Under a program through the Medical University of South Carolina and Charleston, S.C., the urine was tested of pregnant women who were suspected of cocaine use. Under certain circumstances, the test results were reported to law enforcement officials. The women who were tested contended that the urine drug screens constituted searches within the meaning of the 4th Amendment and violated their privacy rights under the Constitution.

In Ferguson v. City of Charleston, 186 F.3d 469 (4th Cir., July 13, 1999), the 4th U.S. Circuit Court of Appeals ruled that the federal government has a special interest in protecting the health of children whose mothers use cocaine during pregnancy, and that a state has a compelling interest in identifying lawbreakers and deterring future misconduct. Because the testing policy furthered that public interest, the court ruled that it outweighed any privacy rights under the Constitution.

However, the dissent in that ruling argued that the government's special need overrides an individual's 4th Amendment privacy protections when the purpose is primarily for other than law enforcement. The dissenting judge argued that the hospital's program had a predominant prosecutorial intent and thus violated the 4th Amendment's protections against warrantless searches.

The issue of rights to medical information privacy has implications for proposed privacy rules issued by the Department of Health and Human Services (HHS). These rules, mandated under the Health Insurance Portability and Accountability Act (HIPAA), are designed to protect medical information privacy. The rules prohibit disclosure of medical or financial information related to health plans except in certain situations. For example, the proposed rules exempt from privacy protections the disclosures of group health plan medical and financial information for certain law enforcement activities. This will be a key issue before the Supreme Court in the Ferguson case.

The proposed rules would require warrants and subpoenas in some requested disclosures. In other proposed circumstances, such as administrative requests, it is not clear what would be required for law enforcement officials to obtain medical information from group health plans. Privacy protections as established by the Supreme Court in the Ferguson case could limit or further the disclosures as contemplated by the privacy rules.

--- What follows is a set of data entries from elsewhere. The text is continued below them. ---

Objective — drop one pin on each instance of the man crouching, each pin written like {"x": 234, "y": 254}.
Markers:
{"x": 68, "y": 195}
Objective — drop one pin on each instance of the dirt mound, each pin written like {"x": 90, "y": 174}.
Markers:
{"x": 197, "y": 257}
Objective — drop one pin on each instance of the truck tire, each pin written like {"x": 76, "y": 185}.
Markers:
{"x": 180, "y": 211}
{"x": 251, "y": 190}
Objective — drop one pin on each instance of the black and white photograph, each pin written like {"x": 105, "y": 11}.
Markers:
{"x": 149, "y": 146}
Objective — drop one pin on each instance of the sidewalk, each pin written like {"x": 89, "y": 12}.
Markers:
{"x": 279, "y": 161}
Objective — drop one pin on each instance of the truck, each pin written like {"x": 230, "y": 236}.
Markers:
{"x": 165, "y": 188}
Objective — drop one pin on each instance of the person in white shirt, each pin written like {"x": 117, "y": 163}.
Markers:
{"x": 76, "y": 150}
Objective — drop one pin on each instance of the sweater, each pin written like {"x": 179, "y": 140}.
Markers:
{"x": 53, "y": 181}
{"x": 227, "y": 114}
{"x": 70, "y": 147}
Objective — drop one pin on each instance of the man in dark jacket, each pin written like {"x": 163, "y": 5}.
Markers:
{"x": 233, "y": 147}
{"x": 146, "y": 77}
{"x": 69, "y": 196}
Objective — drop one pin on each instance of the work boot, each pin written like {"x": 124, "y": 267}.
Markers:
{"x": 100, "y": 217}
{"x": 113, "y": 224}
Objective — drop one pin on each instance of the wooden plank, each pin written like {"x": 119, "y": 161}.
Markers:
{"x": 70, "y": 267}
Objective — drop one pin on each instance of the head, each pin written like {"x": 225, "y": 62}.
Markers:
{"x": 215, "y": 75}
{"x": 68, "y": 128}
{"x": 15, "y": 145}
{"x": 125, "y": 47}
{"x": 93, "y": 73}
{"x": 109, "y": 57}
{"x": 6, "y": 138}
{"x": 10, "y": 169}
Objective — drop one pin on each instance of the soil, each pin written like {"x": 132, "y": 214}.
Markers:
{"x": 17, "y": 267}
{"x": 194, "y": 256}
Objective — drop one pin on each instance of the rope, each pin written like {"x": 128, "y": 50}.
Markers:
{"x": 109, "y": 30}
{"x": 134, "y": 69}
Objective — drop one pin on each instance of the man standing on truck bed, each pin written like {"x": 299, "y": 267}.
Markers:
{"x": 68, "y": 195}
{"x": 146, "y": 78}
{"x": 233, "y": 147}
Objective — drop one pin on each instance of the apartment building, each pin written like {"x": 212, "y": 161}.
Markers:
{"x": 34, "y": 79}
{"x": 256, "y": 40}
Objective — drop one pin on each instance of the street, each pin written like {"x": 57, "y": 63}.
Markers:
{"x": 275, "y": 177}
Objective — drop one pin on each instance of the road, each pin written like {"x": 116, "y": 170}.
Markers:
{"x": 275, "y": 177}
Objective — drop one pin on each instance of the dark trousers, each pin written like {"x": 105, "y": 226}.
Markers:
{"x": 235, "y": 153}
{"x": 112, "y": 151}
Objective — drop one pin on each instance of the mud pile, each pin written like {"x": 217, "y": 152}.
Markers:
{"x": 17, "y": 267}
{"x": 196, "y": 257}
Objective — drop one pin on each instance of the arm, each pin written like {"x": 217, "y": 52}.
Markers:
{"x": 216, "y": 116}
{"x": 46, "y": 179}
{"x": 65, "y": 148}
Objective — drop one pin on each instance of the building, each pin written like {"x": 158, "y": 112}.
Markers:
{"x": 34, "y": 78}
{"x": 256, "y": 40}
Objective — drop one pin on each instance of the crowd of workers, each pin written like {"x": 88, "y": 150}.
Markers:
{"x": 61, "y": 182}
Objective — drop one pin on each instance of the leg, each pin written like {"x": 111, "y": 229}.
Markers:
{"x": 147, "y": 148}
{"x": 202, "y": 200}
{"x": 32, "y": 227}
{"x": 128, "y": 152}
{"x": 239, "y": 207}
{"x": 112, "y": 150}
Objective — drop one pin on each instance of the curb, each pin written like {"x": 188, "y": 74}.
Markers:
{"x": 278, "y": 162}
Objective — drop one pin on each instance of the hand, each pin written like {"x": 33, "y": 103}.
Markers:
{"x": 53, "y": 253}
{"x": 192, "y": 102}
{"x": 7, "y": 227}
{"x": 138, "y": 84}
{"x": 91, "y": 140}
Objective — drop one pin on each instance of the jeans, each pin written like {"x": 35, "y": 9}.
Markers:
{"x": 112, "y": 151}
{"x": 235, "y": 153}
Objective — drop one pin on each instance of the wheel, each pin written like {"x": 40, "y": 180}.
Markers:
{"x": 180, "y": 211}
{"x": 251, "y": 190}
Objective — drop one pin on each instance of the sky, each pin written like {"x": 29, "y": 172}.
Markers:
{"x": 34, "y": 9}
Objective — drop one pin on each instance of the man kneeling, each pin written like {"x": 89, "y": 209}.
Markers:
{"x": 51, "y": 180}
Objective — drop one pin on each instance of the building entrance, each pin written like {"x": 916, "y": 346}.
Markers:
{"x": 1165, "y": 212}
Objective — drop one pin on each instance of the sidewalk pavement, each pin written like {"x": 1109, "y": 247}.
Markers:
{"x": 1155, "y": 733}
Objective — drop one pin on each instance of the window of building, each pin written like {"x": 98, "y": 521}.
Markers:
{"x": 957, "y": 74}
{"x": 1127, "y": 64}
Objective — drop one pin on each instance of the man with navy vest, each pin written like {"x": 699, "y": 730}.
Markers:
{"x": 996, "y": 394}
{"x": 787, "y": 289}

Even if the purpose of the information is not for law enforcement, privacy protections could arise under this case. As the 4th Circuit stated, there still must be a compelling governmental interest that outweighs privacy rights to overcome Constitutional privacy protections. Depending on the outcome of the Supreme Court case, the extent that the government could require plan sponsors to release individual medical information could be limited. Plan sponsors would be compelled not to provide the information simply upon government request or demand.

Implications

If the information is protected under the Constitution or 4th Amendment, the implications for group health plans include:

  • they generally could not be compelled to disclose health plan information per government requests for law enforcement without a warrant or individual permission;
  • they could be at greater risk of legal action for disclosing information to the government when it is less clear whether the government's purpose is for law enforcement or other special public need; and
  • they may need legal help in determining when information could be disclosed to the government without violating 4th Amendment or other Constitutional guarantees to privacy.

Oral argument before the Supreme Court is scheduled for after Oct. 1, 2000. It is unlikely that the final privacy rules will be issued before the end of this year. A Supreme Court ruling in Ferguson would have an immediate impact on group health plan operations, however, regardless of the privacy regulations.